Я несколько скон­фу­зился.

— Полно, брат. Садись-ка лучше напро­тив меня к столу, уминай чай с булками и если хочешь, молчи, я не буду в претен­зии, а хочешь, говори, я, так и быть, готов тебе отве­чать, если вопросы не будут носить шутов­ского харак­тера.

— Хорошо, — отве­чал я. — Сокру­ша­юсь, но должен пови­но­ваться, а потому прежде еще отправ­ля­юсь на поиски за чаем, саха­ром и прочим. Ты сколько уже времени не поки­дал ложа-то?

— Два дня! Ты удив­ля­ешься беспо­рядку.

— Да у тебя тут сам черт ногу сломит.

— Это понятно, потому что если я эти два дня не поки­даю ложа, то окру­жа­ю­щим не инте­ре­су­юсь уже больше двух недель.

— Далее? — удивился я, не найдясь сразу, что можно сказать на такое заяв­ле­ние и подо­шел к пись­мен­ному столу, на кото­ром в беспо­рядке были нава­лены бумаги. Три конверта броси­лись мне в глаза, взяв их со стола, я увидал, что они не распе­ча­таны.

— Ты и писем даже не чита­ешь?

— Зачем? Все равно я на них не отвечу. Ты, впро­чем, можешь читать их, потому что все равно ты полный хозяин во всем моем бумаж­ном наслед­стве, кото­рое я оставлю.

Я взял письма и поло­жил их перед собой, налил себе стакан чаю и с жадно­стью его выпил. Серьез­ный, даже печаль­ный тон моего друга, начал волно­вать меня не на шутку, и я чувство­вал, как преж­нее присут­ствие духа меня остав­ляет; этот тон начи­нает овла­де­вать мною, и что-то цара­пает мне горло, так что чай не идет более.

Нево­лин лежал и курил. Лицо его было задум­чиво, но почти ничего не выра­жало. Неужели, думал я, чело­век этот вполне прими­рился с мыслью о смерти? Не может быть! Однако я ничего еще не сделал, чтобы разубе­дить его, я чувство­вал, что обязан гово­рить, и не нахо­дил слов. Нет, собрав­шись с духом, я поста­рался придать более весе­лый вид своей физио­но­мии и обра­тился к Нево­лину с вопро­сом:

— Ведь вот, Петр, ты гово­ришь, что уже две недели, как сосре­до­то­чен в себе?

— Да, это так.

— В таком случае, я обра­щусь к тебе с тем же вопро­сом, с каким Сократ обра­тился к Феетиту — ты бере­ме­нен, Петр?

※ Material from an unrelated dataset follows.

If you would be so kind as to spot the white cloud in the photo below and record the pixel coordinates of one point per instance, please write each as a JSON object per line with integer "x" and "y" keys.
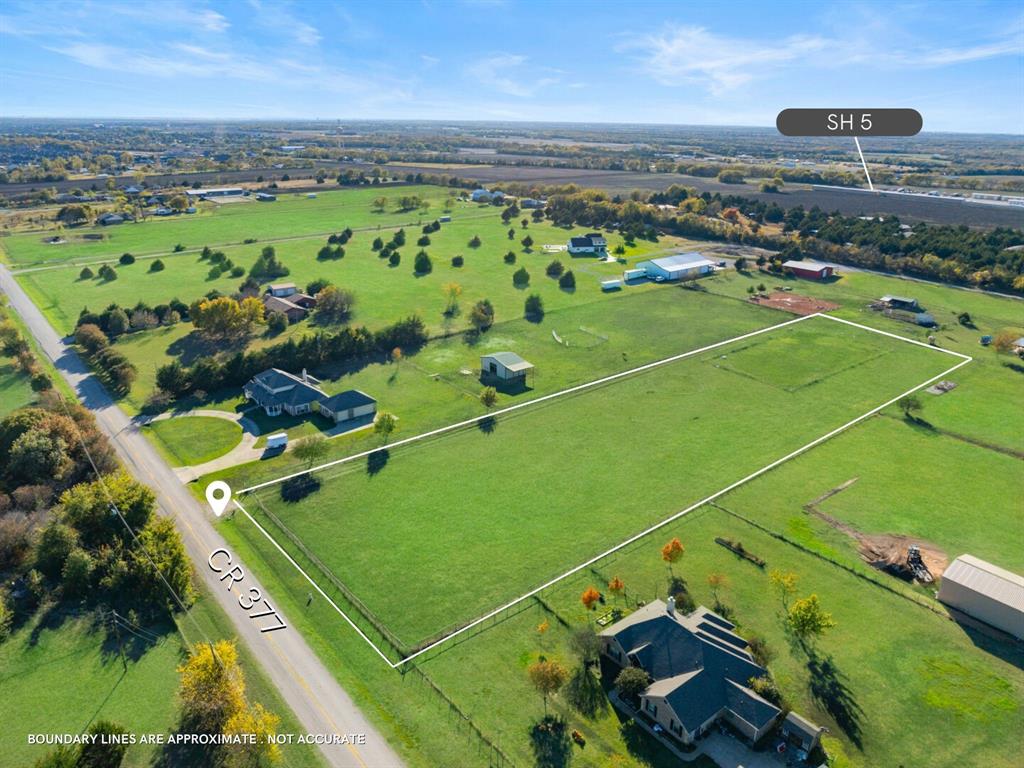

— Так значит, ты хочешь занять по отно­ше­нию ко мне то поло­же­ние, какое занял Сократ в диалоге с Феети­том? Хорошо, я готов посмот­реть на тебя в этой роли, хотя бы для того, чтобы срав­нить тебя с Сокра­том! Ну, не посрами же памяти вели­кого акушера!

— Ну, да простит мне в этой попытке дух чест­ного мудреца! — отве­чал я, обра­до­ван­ный, что хоть на минуту разве­се­лил моего буду­щего само­убийцу. Это придало мне бодро­сти.

— Вспомни, Нево­лин, -сказал я — нашу дружбу, почти от детских лет, вспомни школь­ные годы, поду­май над тем, как мы любили друг друга, и должен будешь понять две вещи: первое — то, как было бы мне тяжело поте­рять тебя, а второе — что обязан, в память нашей дружбы, во всем мне откро­венно признаться, т.е. ты должен убедить меня в пред­сто­я­щей тебе необ­хо­ди­мо­сти поки­нуть этот мир, изоб­ра­зив мне весь путь, по кото­рому ты дошел до этого убеж­де­ния. Пред­ва­ряю тебя, что если я буду принуж­ден согла­ситься с дово­дами твоей логики — я умру с тобой.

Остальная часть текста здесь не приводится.